Ps: seja como for, aquela ideia de tirar já a imagem de Jorge Jesus do resto da equipa, na megastore do Benfica, parece-me muito infeliz. Não será exactamente estalinismo, mas...

quarta-feira, junho 03, 2015

O mosaico de Bilbao



Voltando ao tema da bola, e acabadas as provas nacionais ( com o Benfica a ganhar a costumeira taça da Liga frente a um Marítimo raçudo, talvez até demais, voltando a ser o detentor do maior número de troféus em Portugal, e os "lagartos" a arrebatar já no fim a Taça de Portugal a um Braga que se acomodou cedo demais, e que por isso mesmo não a merecia levar), ainda temos a final da Liga dos Campeões no sábado, para desgosto de quem tenha bilhete para o Primavera Sound no mesmo dia para ver espectáculos as mesmas horas. Mas entretanto houve mais algumas decisões, como a da Taça do Rei.

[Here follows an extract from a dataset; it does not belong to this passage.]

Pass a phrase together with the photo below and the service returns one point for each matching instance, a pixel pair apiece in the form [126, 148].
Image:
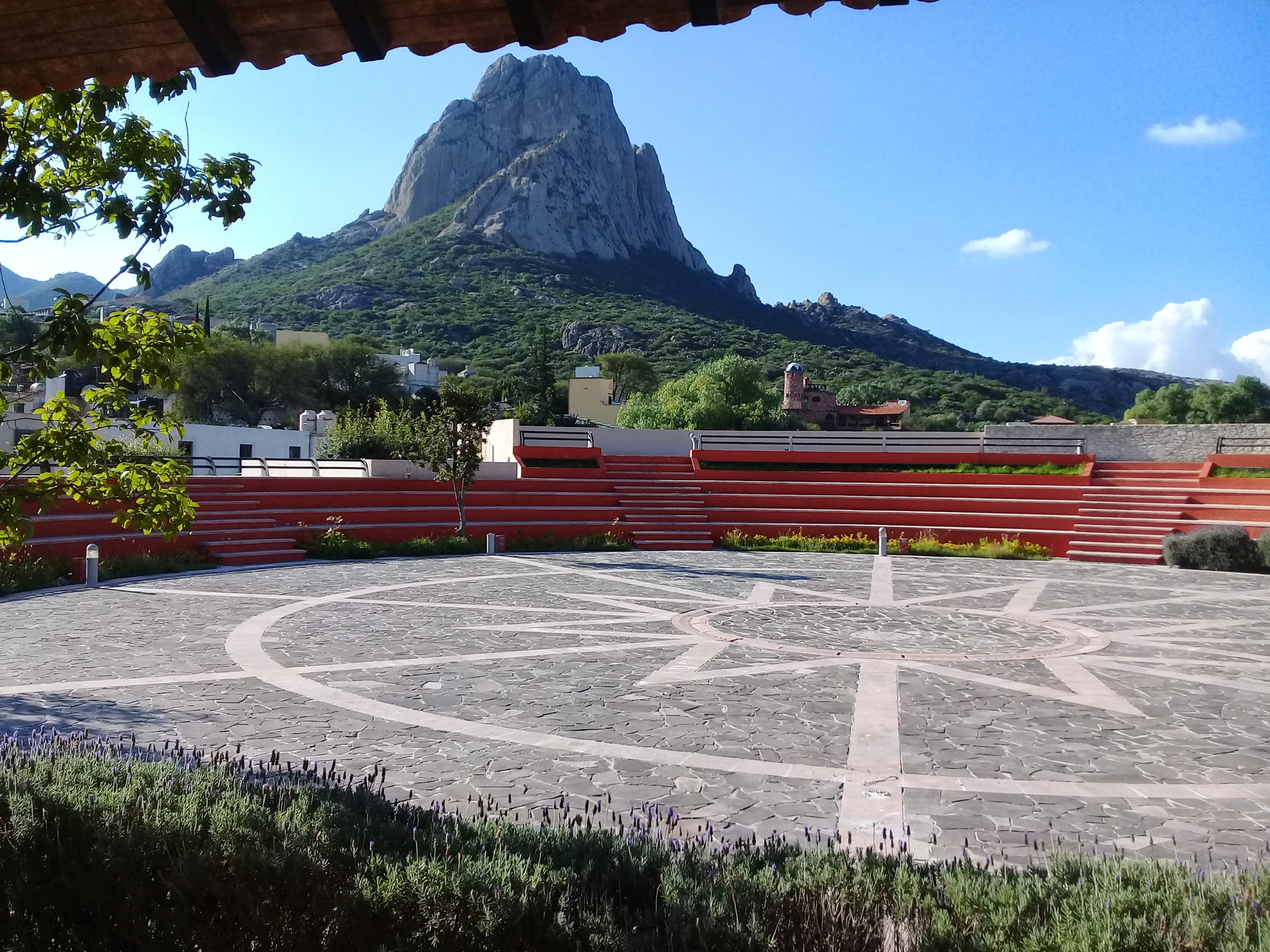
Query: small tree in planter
[452, 438]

O resultado em si não interessa, já que o Barcelona de Messi jogava em casa e venceu um Athletic de Bilbao que teve uma época uns furos abaixo do que se previa e que tarda em regressar aos títulos (desde os anos oitenta). E também pouco interessa aquele triste momento em que tocou o hino espanhol, e em que o Rei assomou à tribuna, e que pôs muitos catalães e biscainhos a apupar ambos. É o que dá realizar uma final de taça de Espanha com a chancela real num estádio composto em grande parte por independentistas (e se o são, porque é que aceitaram que a final fosse ali?). Mas gostei de ver o imenso mosaico que os adeptos do Athletic compuseram no Nou Camp. Sim, os culés também, mas estavam em casa, são milhões, têm mais adeptos, etc. É absolutamente admirável como é que uma cidade de 300 mil habitantes, com raivais nas proximidades, como a Real Sociedad, leva dezenas de milhares de fãs e consegue fazer um mosaico impressionante formando as cores do clube e do País Basco, com o símbolo e nome do clube e palavras de incentivo pelo meio. O Athletic, além de se manter fiel à tradição de só jogar com bascos, continua a ser um clube incrível, como incrível é o seu novo estádio. O Vitória de Guimarães e o Braga bem podiam olhar para aqui e fazer as devidas comparações.